Herman concedes it would be an extremely difficult task, but he believes the public and government agencies would come up with money if it were attempted.
He said he would propose that a study identify a quiet cove on O'ahu or Maui where a sea pen could be installed on short notice. It would need to be roughly the size of a football field to house a calf that would grow from 15 feet to 30 feet in a year.
A plan would have to be set up for capturing a separated calf, transporting it by barge or air as quickly as possible, then establishing a corps of people to care for it.
The initial feeding regimen probably would mimic the one Sea World used with its gray whale calves.

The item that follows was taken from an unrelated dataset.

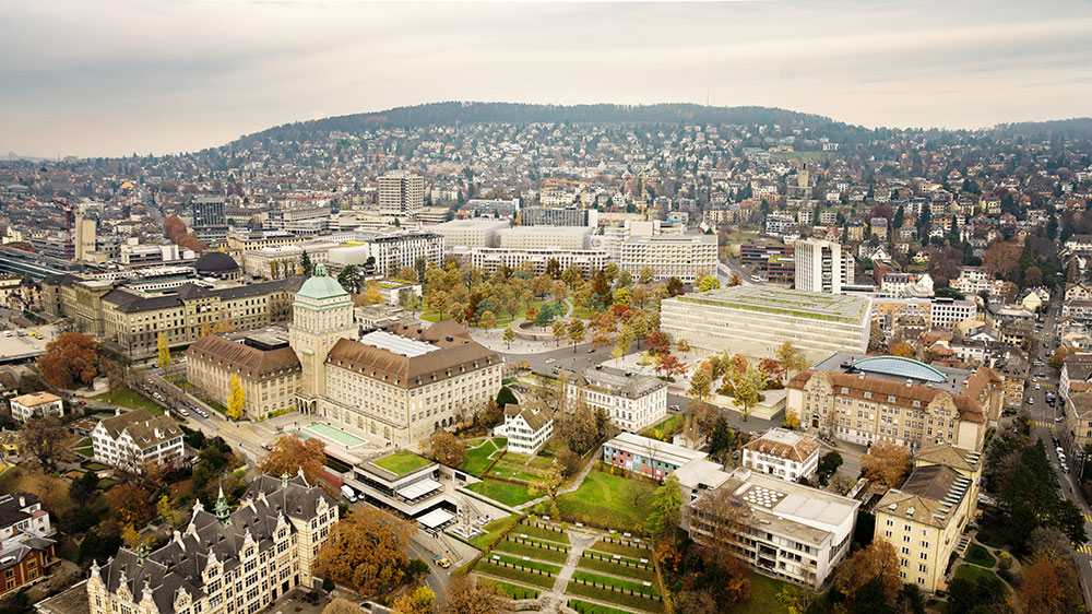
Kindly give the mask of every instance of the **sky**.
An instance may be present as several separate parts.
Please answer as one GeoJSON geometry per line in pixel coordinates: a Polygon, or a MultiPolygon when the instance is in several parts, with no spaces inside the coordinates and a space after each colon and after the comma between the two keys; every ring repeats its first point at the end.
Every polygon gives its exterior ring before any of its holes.
{"type": "Polygon", "coordinates": [[[1092,116],[1092,2],[0,0],[0,156],[156,155],[440,101],[1092,116]]]}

"I think there would be a tremendous public response," Herman said. "It would be entirely appropriate, because we have a sanctuary here, the only sanctuary dedicated to a single species."
Dave Matilla, science and rescue coordinator for the Hawaiian Islands Humpback Whale National Marine Sanctuary, said he understood the desire to help the calves.
"I watched one being attacked by tiger sharks," he said. "It's pretty tough, especially if you spend your life studying these animals."
He also said a rescue effort would be extraordinarily difficult, but he would not rule it out.
"There's a lot to think through, and there's a lot stacked against it working," Matilla said. "But there's a lot to learn, even if it weren't successful, that could be of benefit to the species overall."
Four, perhaps five whale calves were spotted without their mothers this season, and that number can be expected to rise as humpback populations recover.
Ultimately, someone has to determine whether the expense and effort spent on one or two calves might better be devoted to other threats to the species, Matilla said.
Herman suggests that a consortium of agencies would need to be involved, including the humpback whale sanctuary, National Marine Fisheries Service, state Department of Land and Natural Resources, Herman's own organization, Sea Life Park and others.
Dupree said there was still no firm proposals before her agency, and many regulatory agencies would have to study the issue before it could proceed, without knowing whether it can work.
With the California gray whales, Sea World was able to confirm that one of its orphaned grays had successfully joined its fellow whales and was seen again in subsequent years.
Whether that success could be repeated in Hawai'i with a different species is not clear.
"The probability of success can't be determined until you try it," Nachtigall said.